Periodic Alimony vs. Alimony in Gross
Presiding Judge William C. Thompson wrote the opinion of the Alabama Court of Civil Appeals. He explained that alimony in gross is considered compensation for the recipient spouse’s marital rights and may also represent “a division of the fruits of the marriage where liquidation of a couple’s jointly owned assets is not practicable.” An alimony-in-gross award must satisfy two requirements:
- the time of payment and the amount must be certain; and
- the right to alimony must be vested.
Alimony in gross must also be payable out of the present estate of the paying spouse as it exists at the time of the divorce. In other words, alimony in gross is a form of property settlement, and is typically not modifiable.
Periodic alimony, the judge explained, is an allowance for the future support of the recipient spouse payable from the current earnings of the paying spouse. It’s designed to support the former dependent spouse and enable him or her, to the extent possible, to maintain the status that the couple enjoyed during the marriage—until that spouse is self-supporting or maintaining a lifestyle similar to they had during the marriage.
Periodic alimony is modifiable based upon changes in the parties’ financial conditions or needs. These include things like an increase in the need of the recipient spouse, a decrease in the income of the paying spouse, or an increase in the income of the recipient spouse. The paying spouse’s duty to pay periodic alimony may be ended by petition and proof that the recipient spouse has remarried or is cohabiting.
In this case, the wife testified that she understood the alimony award to be one for alimony in gross, and she believed that her right to enforce that obligation would not be affected by her remarriage. She testified that she was unaware whether the alimony had been listed as income on her tax returns and that she was unaware of the tax implications that arise depending on whether an alimony obligation is one for periodic alimony or alimony in gross. The husband testified that he had believed that the obligation was one for periodic alimony and that he had deducted his payments of that obligation on his tax returns.
On appeal, the husband argued that the evidence, particularly the evidence regarding how the parties treated the alimony on their respective income-tax returns, showed that the trial court erred in determining that the alimony obligation in the parties’ divorce judgment was alimony in gross.

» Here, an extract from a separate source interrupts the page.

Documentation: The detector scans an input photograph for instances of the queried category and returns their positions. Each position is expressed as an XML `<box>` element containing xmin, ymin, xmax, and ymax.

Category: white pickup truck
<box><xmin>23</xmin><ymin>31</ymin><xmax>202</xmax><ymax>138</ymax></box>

The Alabama Supreme Court has held that “[w]hen the type of award or awards intended is not particularly specified, the source of payment and the purpose are of prime importance.” Here, the trial court found that the type of award was specified in the divorce judgment… it said that it was alimony in gross. The trial court found that the award satisfied the two-part test because the time and amount of the payments were certain and the wife’s right to receive the payments was vested because there was no specification that the payments could be modified.
Because of the specific alimony language in the parties’ divorce judgment, the Court of Appeals found the husband failed to show that the trial court erred in determining that that award was alimony in gross. Therefore, the award was non-modifiable and due to be enforced. The trial court’s decision for the wife was affirmed. Andrews v. Andrews, 2017 Ala. Civ. App. LEXIS 244 (Ala. Civ. App. December 15, 2017).